For the history of the American colonies through to independence see America: colonial history to 1783. For the period from independence to the Civil War see United States: history 1783–1861. For the Civil War itself, and the period of Reconstruction, see United States: history 1861–77.
The post‐war presidents: Grant replaces Johnson
President Andrew Johnson's conciliatory policy to the South after the Civil War had led the Radical Republicans to seek his impeachment in 1868, which he survived by one vote; however, there was no chance of his renomination by either party.
In the presidential campaign in 1868 the Republicans chose the war hero Gen Ulysses S Grant, who defeated his Democratic opponent, Horatio Seymour of New York. Although his first term had been marked by scandals, in 1872 Grant was renominated by the Republicans. His second term was filled with more scandals than the first. Corruption in the administration reflected the unregulated freedom to pursue profit that the great US industrialists were allowing themselves.

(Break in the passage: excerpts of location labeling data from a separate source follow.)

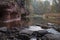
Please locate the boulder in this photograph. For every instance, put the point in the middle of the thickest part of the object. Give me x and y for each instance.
(51, 37)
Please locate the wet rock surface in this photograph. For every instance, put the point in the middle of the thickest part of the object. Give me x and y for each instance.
(29, 34)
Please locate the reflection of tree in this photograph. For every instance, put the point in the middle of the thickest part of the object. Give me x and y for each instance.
(56, 6)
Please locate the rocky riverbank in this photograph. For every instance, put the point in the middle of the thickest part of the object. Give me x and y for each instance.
(30, 33)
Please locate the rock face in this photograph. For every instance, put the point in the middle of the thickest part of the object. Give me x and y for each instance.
(51, 37)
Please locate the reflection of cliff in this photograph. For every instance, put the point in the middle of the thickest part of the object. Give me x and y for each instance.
(51, 17)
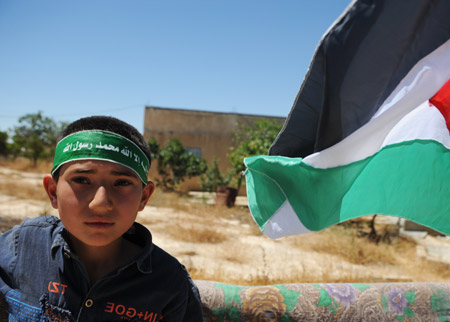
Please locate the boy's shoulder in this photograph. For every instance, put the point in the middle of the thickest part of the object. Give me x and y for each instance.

The growth of big business and the opening of the West
The era of Reconstruction (1865–77) was the beginning of the ‘Gilded Age’, the era of big business, which in the years that followed produced John D Rockefeller, Andrew Carnegie, J Pierpont Morgan, and others who controlled vast monopolistic enterprises. The control these ‘trusts’ had over markets led to considerable resentment among many sections of society, but attempts at reform such as the Sherman Anti‐Trust Act of 1890 were relatively unsuccessful. By the end of the century the USA had become the world's leading industrial power.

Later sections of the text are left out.